A few days ago, I found that piece of paper stuffed in the pocket of a shirt I haven't worn for years, and finally put two and two together:

Gary Lew
dbug meeting Weds
Bring Wayne's old floppy
f/new modem cable & $20.

Occasionally, I impersonated Cary.

During 1994 and 1995, Macworld magazine hosted live chat sessions on America Online, and once a month Cary would answer Macintosh questions online. However, these sessions started only a few minutes after Cary needed to drop Nathaniel and Meredith off at a gymnastics(?) program not far from where I lived. Traffic in the area was bad at that time of day and Cary couldn't hope to make it home in time for the AOL chats, so he asked if he could log into AOL from my apartment, conduct the chat, then leave to pick up Nathaniel and Meredith. At that point I'd never met Ellen, Nathaniel, or Meredith, and I was happy to help out.

The first time, Cary made it with only a minute to spare. The next month, Cary called a few minutes ahead of time: "I'm not going to be there by seven. Please sign is as me, explain to the Macworld forum manager that I'll be there in a few minutes, and answer the first few questions." Cary had a rapid-fire technique for responding to these online questions, but I thought I could hold out for a few minutes and agreed, honored that Cary trusted me enough to handle this.

I logged into Cary's AOL account and all chaos broke loose. The Macworld forum managers couldn't grasp that I was using Cary's account, but wasn't Cary. We'd just worked things out when Cary arrived, then the forum managers proceeded to call him "Geoff" for the next hour.

"Next time," Cary said with a smile afterwards, "just let them think you're me."

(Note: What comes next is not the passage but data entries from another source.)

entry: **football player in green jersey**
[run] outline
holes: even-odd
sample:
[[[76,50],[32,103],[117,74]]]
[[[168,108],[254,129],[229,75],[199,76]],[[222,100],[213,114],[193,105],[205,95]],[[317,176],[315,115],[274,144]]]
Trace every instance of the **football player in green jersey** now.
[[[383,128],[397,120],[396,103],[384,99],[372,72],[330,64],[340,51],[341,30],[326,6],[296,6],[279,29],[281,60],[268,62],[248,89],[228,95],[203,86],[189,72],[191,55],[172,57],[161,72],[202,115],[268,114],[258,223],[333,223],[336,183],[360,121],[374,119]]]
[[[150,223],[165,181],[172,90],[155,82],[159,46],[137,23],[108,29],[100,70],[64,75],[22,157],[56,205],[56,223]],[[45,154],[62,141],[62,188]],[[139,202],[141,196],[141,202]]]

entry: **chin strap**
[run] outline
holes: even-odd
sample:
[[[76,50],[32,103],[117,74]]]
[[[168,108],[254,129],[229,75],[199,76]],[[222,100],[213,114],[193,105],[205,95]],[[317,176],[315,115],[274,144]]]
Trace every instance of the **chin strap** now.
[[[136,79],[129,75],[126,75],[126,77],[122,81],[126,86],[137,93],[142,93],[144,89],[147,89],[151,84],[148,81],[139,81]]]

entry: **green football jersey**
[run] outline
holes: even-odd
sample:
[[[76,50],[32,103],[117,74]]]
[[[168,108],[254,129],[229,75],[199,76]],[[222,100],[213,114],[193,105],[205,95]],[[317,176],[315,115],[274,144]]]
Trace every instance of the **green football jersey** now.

In the next few months we developed a routine: I signed in as Cary a few minutes ahead of time, answered questions if Cary was held up by traffic, and had half a glass of water waiting for him beside the keyboard. (He'd mildly rebuked me once for offering him a full glass of water; I never figured out why.) I enjoyed being Cary vicarously, and tried to answer questions in his immediate, direct manner so readers wouldn't detect a transition when Cary arrived. Although it was only for a few minutes a month, the thought process helped me refine my writing. I'd compare the transcript of Cary's responses to my own, noting how he skipped over neverending topics for the sake of clarity, and how he steered naive users away from involved solutions. Later, I would do the same thing with his articles when he and I covered similar topics in Macworld and TidBITS.

Once, Cary brought Nathaniel with him to my apartment. To my embarassment, I had almost nothing resembling a toy. No matter: Nathaniel made a beeline for my guitars. I gave Nathaniel a pick and fingered chords while Nathaniel strummed. We played "Name that Tune," where Nathaniel tried to guess the names of melodies. I looked up in the middle of "Twinkle, Twinkle, Little Star" to see Cary with a wide smile, watching as Nathaniel immediately recognized the tune. I began to see Cary as a devoted parent, and later I learned Cary had used one of Mozart's variations on the same, long-lived children's song as the music for his film "Nemotode."

As I write, I'm surrounded by items from Cary: a monitor; a VGA switchbox; a plethora of SCSI cables, terminators, and adaptors; about half the RAM currently in my main desktop Macintosh; a spare mouse; a PlainTalk microphone; numerous power cables; and many other computer items.

And an audio CD of Stravinsky's Firebird and Rite of Spring, which he gave me after a half-hour discussion of reverberation and stereo recording in orchestra halls. Cary had just connected a magnificent sub-woofer to his office stereo system and was happily showing it off with Rite and Mussorgsky's "Great Gates of Kiev." I think Cary may have been playing the Russians for me, knowing I enjoyed them. Of course, Cary never confirmed my suspicions about his classical music preferences, even when repeatedly questioned.

Talking about music with Cary once, I asked him why he hadn't become a musician. He paused, grinned, and said "Physics seemed easier."